Gericht: Oberlandesgericht Hamm
Urteil verkündet am 05.04.2006
Aktenzeichen: 20 U 197/05
Rechtsgebiete: ZPO


Vorschriften:

ZPO § 538 Abs. 1 Satz 1 Nr. 1
Diese Entscheidung enthält keinen zur Veröffentlichung bestimmten Leitsatz.
Tenor:

Die Berufung der Klägerin gegen das am 30.06.2005 verkündete Urteil der 2. Zivilkammer des Landgerichts Dortmund wird zurückgewiesen.

Die Kosten der Berufung trägt die Klägerin.

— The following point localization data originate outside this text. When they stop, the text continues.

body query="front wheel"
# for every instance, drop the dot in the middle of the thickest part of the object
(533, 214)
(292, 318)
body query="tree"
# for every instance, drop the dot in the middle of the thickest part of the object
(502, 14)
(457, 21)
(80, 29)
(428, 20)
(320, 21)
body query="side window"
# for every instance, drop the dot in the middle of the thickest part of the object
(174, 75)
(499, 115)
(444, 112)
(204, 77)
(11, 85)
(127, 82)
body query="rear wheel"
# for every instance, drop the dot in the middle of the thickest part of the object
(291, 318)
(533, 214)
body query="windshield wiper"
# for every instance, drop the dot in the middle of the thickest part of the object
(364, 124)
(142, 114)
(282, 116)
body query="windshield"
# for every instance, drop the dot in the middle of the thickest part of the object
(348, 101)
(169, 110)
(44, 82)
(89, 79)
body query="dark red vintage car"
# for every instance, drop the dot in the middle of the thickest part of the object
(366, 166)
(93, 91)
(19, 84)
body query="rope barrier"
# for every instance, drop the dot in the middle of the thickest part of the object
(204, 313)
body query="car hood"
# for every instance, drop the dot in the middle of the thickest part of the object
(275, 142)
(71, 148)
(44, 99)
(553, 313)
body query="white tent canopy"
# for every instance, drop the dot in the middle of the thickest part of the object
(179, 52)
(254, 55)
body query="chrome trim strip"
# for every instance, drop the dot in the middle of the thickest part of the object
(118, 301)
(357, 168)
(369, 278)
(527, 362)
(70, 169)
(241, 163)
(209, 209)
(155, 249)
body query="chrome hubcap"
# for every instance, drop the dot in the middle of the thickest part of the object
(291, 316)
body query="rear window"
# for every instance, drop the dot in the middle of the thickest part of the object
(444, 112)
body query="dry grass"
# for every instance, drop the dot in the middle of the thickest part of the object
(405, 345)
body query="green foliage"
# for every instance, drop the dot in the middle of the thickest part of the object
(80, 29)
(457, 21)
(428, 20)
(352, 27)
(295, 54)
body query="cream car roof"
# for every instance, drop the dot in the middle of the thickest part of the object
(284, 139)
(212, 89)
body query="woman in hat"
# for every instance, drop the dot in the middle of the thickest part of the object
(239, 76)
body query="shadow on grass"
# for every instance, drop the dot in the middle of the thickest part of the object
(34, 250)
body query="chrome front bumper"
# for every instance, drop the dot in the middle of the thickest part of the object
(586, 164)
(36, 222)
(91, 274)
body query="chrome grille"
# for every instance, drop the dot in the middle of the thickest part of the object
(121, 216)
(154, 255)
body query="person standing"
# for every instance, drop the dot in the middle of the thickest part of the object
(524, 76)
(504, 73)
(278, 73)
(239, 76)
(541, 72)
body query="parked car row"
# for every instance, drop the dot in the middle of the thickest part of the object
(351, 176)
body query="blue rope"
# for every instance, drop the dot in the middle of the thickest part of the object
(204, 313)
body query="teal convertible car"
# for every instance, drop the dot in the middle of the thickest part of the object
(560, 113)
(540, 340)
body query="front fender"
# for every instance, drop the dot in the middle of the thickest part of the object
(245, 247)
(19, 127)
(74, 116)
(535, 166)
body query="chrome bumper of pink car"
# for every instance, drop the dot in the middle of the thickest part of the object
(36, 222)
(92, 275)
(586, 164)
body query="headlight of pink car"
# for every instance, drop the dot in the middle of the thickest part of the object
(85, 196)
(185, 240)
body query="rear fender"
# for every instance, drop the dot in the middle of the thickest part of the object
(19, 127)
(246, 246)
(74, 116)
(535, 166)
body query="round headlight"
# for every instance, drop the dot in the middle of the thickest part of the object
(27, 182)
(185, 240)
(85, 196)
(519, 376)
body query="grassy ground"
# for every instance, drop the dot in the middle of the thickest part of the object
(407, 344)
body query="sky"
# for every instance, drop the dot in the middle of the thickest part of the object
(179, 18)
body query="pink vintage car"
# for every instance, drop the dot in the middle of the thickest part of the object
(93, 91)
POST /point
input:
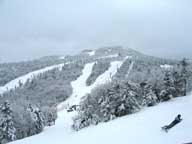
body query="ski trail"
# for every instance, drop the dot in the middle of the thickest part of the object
(23, 79)
(79, 86)
(129, 70)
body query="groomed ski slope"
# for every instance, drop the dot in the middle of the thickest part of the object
(23, 79)
(79, 86)
(140, 128)
(143, 127)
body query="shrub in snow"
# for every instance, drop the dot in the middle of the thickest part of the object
(7, 129)
(149, 96)
(107, 102)
(50, 114)
(37, 118)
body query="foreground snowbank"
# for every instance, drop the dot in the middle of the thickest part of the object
(140, 128)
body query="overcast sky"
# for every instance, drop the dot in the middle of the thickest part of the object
(35, 28)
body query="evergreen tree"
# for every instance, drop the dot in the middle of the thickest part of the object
(7, 129)
(184, 76)
(168, 91)
(38, 119)
(149, 97)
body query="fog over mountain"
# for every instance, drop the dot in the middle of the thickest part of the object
(33, 28)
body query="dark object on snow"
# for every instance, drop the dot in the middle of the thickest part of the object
(173, 123)
(73, 108)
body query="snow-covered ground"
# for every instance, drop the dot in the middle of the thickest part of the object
(23, 79)
(143, 127)
(166, 67)
(79, 86)
(91, 53)
(109, 56)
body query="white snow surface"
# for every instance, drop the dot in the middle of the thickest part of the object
(79, 86)
(166, 66)
(143, 127)
(92, 53)
(23, 79)
(109, 56)
(62, 57)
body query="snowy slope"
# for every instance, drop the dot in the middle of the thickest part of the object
(79, 85)
(23, 79)
(140, 128)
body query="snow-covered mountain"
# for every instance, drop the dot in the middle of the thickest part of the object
(143, 127)
(65, 80)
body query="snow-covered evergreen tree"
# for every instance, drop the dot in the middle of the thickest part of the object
(149, 97)
(108, 102)
(7, 129)
(169, 90)
(38, 119)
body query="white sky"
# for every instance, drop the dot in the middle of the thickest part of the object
(35, 28)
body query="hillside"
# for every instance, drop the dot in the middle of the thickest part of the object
(143, 127)
(65, 85)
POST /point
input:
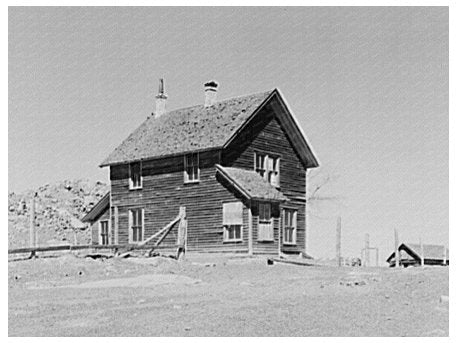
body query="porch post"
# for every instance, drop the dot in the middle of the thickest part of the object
(250, 249)
(116, 225)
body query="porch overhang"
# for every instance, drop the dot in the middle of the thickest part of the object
(250, 184)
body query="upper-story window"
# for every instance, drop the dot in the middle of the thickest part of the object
(191, 168)
(268, 167)
(135, 179)
(290, 226)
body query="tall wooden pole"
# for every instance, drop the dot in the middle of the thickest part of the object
(367, 250)
(422, 253)
(397, 253)
(444, 255)
(338, 242)
(32, 221)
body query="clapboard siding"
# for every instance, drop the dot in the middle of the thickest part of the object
(95, 227)
(265, 135)
(164, 191)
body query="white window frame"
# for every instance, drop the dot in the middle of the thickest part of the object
(263, 224)
(131, 186)
(294, 213)
(268, 168)
(187, 179)
(227, 228)
(131, 225)
(100, 237)
(232, 225)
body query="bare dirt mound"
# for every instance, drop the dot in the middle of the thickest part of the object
(59, 209)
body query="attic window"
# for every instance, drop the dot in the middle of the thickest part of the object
(135, 179)
(191, 168)
(267, 167)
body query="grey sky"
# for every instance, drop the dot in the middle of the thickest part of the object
(369, 86)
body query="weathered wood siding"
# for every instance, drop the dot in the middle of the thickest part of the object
(265, 135)
(95, 227)
(164, 191)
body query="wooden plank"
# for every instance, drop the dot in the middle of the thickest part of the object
(280, 260)
(70, 247)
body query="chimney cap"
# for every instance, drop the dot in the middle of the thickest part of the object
(212, 84)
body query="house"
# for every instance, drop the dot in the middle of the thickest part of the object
(411, 254)
(238, 166)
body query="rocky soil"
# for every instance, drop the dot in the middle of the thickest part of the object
(221, 296)
(59, 209)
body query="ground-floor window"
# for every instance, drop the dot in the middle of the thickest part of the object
(290, 226)
(233, 233)
(232, 220)
(265, 228)
(103, 232)
(136, 220)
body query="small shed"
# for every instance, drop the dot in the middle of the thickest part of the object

Das Urteil ist vorläufig vollstreckbar.

Der Klägerin wird nachgelassen, die Zwangsvollstreckung durch Sicherheitsleistung in Höhe von 110 % des nach dem Urteil vollstreckbaren Betrages abzuwenden, sofern nicht die Beklagte zuvor Sicherheit in Höhe von 110 % des beizutreibenden Betrages erbringt.

Gründe:

I.

Die Klägerin begehrt aus einer bei der Beklagten genommenen Hausratversicherung Zahlung von 61.950 EUR nebst Zinsen.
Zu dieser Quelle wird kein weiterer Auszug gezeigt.